The annual IBM-Ponemon Institute cost of a data breach to a Canadian organization study issued last year figured that in 2017 the average total cost to the 27 victim companies was $5.78 million, a decrease of $6.03 million over the previous year. The study looked at the costs incurred 12 industry sectors following the loss or theft of protected personal data and the notification of breach victims as required by various laws. Note that the study excluded companies who had more than 100,000 records breached.
Of those 27 Canadian firm studied breaches the costs ranged from $3.81 million for data breaches involving 10,000 or fewer records to $7.25 million for the loss or theft of 25,001 to 50,000 records.
Of those 27 Canadian firms studied 48 per cent of incidents involved a malicious or criminal attack, 30 per cent involved negligent employees and 22 per cent involved system glitches, which includes both IT and business process failures.
Bell hasn’t said yet what the cause of the latest breach was.
By coincidence today, Symantec released its annual Norton Cyber Security Insights Report, which includes a break-down of answers from 1,120 Canadian consumers surveyed in October 2017. These included:
- Canadians gained or maintained trust in organizations such as banks and financial institutions (86 per cent), and identity theft protection service providers (79 per cent) despite the attacks that made headlines in 2017.

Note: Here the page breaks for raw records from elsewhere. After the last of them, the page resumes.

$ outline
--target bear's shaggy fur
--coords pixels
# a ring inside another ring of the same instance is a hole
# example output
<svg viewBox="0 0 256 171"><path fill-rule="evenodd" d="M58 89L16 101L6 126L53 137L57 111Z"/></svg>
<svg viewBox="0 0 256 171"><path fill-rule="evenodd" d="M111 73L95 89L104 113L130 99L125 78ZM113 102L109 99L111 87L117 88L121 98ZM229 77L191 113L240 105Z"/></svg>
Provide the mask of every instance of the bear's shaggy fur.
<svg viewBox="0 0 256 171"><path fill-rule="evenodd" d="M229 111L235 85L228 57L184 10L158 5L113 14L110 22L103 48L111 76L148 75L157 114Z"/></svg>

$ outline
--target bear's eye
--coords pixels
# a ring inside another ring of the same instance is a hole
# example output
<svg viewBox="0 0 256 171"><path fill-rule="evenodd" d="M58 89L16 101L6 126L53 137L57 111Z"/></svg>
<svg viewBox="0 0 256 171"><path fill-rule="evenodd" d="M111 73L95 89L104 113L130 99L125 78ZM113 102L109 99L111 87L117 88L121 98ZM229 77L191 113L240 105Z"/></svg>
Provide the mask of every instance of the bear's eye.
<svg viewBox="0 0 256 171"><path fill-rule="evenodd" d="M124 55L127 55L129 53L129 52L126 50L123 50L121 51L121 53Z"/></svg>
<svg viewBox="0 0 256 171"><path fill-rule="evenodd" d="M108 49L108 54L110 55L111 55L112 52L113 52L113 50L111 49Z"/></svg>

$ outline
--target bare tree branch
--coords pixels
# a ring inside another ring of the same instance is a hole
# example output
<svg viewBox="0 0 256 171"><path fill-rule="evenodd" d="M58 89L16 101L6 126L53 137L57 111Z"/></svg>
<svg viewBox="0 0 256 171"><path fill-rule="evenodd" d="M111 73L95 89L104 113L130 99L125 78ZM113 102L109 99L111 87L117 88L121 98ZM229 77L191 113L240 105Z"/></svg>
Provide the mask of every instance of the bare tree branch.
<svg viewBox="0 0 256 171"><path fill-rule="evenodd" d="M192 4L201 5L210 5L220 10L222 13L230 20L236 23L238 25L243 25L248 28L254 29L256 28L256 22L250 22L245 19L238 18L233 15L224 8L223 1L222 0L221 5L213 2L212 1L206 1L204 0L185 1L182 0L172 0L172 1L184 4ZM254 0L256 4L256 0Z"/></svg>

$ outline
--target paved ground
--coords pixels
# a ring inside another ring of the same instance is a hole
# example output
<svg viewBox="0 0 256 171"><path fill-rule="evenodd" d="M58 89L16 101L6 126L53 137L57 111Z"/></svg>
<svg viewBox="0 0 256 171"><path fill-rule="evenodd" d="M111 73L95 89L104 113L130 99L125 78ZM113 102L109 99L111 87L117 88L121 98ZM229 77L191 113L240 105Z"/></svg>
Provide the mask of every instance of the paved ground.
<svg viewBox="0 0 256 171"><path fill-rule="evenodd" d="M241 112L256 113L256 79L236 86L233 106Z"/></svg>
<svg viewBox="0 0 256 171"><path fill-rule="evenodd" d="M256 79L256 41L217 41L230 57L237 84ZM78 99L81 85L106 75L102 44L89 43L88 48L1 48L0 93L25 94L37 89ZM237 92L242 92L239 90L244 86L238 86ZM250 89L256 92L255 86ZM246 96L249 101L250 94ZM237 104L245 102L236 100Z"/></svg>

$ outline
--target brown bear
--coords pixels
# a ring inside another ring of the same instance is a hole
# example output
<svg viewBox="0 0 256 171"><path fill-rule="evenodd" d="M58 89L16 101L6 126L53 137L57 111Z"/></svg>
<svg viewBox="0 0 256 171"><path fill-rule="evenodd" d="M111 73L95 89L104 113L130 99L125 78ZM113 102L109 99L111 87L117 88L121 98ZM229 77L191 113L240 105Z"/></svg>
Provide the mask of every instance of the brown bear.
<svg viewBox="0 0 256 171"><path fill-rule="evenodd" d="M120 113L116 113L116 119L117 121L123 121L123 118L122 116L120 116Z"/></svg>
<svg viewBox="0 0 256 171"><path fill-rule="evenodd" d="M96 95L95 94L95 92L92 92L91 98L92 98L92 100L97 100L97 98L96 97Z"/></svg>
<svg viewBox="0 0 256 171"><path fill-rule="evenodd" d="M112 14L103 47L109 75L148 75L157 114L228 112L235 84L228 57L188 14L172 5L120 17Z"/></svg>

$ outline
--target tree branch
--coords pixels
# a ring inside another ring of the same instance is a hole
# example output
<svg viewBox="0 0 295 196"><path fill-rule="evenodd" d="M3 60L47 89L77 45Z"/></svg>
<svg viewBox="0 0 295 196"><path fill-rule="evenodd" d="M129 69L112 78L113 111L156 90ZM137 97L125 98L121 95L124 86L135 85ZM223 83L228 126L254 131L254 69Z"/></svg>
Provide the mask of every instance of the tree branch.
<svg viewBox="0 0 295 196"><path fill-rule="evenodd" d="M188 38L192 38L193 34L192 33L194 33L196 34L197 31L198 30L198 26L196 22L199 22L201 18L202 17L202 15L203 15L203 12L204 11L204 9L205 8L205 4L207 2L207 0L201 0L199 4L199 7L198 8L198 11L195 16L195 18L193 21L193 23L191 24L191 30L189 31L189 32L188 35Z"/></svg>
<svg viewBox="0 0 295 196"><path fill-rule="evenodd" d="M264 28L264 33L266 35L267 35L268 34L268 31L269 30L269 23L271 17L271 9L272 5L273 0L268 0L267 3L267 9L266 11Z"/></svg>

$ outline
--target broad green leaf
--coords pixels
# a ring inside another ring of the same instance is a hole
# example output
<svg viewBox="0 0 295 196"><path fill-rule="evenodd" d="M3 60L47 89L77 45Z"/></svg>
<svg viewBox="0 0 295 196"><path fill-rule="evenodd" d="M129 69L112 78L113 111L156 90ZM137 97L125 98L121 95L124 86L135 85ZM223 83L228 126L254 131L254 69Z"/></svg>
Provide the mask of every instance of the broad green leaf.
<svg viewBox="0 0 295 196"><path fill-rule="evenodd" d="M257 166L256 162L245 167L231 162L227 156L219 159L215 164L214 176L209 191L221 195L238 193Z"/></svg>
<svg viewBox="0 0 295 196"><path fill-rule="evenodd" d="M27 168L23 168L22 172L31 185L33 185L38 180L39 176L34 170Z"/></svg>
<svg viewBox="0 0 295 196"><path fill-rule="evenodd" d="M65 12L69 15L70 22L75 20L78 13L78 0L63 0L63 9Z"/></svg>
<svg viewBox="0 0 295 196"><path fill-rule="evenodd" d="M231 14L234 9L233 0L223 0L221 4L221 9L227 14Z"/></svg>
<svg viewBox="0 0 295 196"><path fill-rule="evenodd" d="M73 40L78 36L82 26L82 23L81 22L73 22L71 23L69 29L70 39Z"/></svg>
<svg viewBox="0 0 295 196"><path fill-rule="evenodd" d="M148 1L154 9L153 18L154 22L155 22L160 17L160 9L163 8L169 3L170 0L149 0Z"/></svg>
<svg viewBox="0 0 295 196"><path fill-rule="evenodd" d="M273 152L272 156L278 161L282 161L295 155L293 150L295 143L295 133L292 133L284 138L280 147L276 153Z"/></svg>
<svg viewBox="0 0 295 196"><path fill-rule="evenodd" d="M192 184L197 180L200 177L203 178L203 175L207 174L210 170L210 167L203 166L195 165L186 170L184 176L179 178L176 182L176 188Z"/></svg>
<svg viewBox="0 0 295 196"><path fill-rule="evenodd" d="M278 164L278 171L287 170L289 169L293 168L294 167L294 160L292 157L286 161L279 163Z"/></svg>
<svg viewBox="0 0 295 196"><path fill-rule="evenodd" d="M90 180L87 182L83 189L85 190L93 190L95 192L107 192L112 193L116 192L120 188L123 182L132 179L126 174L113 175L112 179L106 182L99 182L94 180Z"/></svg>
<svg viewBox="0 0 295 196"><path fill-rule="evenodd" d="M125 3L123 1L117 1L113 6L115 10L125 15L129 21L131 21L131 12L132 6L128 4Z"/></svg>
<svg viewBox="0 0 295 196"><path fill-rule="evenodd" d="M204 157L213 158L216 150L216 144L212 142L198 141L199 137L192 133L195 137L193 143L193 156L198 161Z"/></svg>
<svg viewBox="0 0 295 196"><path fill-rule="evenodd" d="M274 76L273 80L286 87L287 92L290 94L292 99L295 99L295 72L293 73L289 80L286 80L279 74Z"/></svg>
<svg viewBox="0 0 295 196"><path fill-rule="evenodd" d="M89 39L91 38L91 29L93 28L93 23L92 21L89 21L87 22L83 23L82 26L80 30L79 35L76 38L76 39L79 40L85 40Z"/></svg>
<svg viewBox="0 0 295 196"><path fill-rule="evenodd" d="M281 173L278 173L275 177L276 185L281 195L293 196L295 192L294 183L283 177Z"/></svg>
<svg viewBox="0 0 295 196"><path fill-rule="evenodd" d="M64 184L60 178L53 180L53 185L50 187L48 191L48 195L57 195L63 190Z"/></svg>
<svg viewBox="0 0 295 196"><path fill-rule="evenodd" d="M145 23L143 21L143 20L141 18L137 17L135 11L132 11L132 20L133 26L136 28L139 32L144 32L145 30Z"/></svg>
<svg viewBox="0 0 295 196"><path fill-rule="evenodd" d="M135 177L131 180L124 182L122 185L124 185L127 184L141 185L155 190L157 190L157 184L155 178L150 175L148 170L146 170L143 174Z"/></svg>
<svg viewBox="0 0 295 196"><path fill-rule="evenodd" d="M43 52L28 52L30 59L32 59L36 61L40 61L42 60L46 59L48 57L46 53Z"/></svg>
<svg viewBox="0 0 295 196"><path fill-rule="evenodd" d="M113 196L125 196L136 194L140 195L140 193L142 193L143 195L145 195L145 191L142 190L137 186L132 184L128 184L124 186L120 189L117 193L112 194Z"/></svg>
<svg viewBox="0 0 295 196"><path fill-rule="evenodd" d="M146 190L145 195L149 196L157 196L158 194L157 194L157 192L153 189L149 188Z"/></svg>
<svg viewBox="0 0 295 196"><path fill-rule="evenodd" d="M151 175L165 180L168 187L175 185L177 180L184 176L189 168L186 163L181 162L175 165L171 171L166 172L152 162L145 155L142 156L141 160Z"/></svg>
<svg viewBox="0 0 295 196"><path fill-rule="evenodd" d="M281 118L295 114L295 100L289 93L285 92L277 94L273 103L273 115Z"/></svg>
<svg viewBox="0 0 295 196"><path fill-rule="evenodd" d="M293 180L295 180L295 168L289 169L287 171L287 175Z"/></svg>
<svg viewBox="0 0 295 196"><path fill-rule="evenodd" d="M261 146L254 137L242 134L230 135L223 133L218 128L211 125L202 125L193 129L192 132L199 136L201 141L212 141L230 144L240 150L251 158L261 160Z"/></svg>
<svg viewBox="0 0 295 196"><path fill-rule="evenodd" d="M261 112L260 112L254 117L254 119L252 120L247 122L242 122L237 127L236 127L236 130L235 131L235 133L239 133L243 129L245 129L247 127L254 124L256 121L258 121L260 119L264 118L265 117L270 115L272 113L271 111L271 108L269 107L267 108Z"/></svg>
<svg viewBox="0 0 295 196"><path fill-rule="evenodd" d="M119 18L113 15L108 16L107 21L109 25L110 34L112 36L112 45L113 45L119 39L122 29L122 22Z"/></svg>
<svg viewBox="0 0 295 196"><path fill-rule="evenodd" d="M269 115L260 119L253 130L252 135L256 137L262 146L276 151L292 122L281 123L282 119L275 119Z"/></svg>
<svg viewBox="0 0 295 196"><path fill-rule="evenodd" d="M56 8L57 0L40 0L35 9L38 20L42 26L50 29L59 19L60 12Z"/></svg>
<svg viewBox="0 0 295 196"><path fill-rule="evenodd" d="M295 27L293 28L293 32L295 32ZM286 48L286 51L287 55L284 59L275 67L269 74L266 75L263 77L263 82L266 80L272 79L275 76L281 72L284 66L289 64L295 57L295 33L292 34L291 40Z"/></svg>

- On the other hand, 38 per cent of Canadian respondents said they lost trust in their government to manage their data and personal information within the past year. Thirty-five per cent lost trust in social media platforms.
- Twenty-nine per cent of Canadian cybercrime victims said they trust in themselves to manage their data and personal information.
- 52 per cent of cybercrime victims in Canada said they shared their passwords for at least one device or account with others. By comparison, only 31 per cent of non-cybercrime victims said they share their passwords with others. Cybercrime victims in Canada were also more likely to share their passwords for potentially sensitive online accounts such as banking (17 per cent cybercrime victims vs. 12 per cent non-cybercrime victims), social media (20 per cent cybercrime victims vs. 12 per cent non-cybercrime victims) and email accounts (22 per cent cybercrime victims vs. 14 per cent non-cybercrime victims).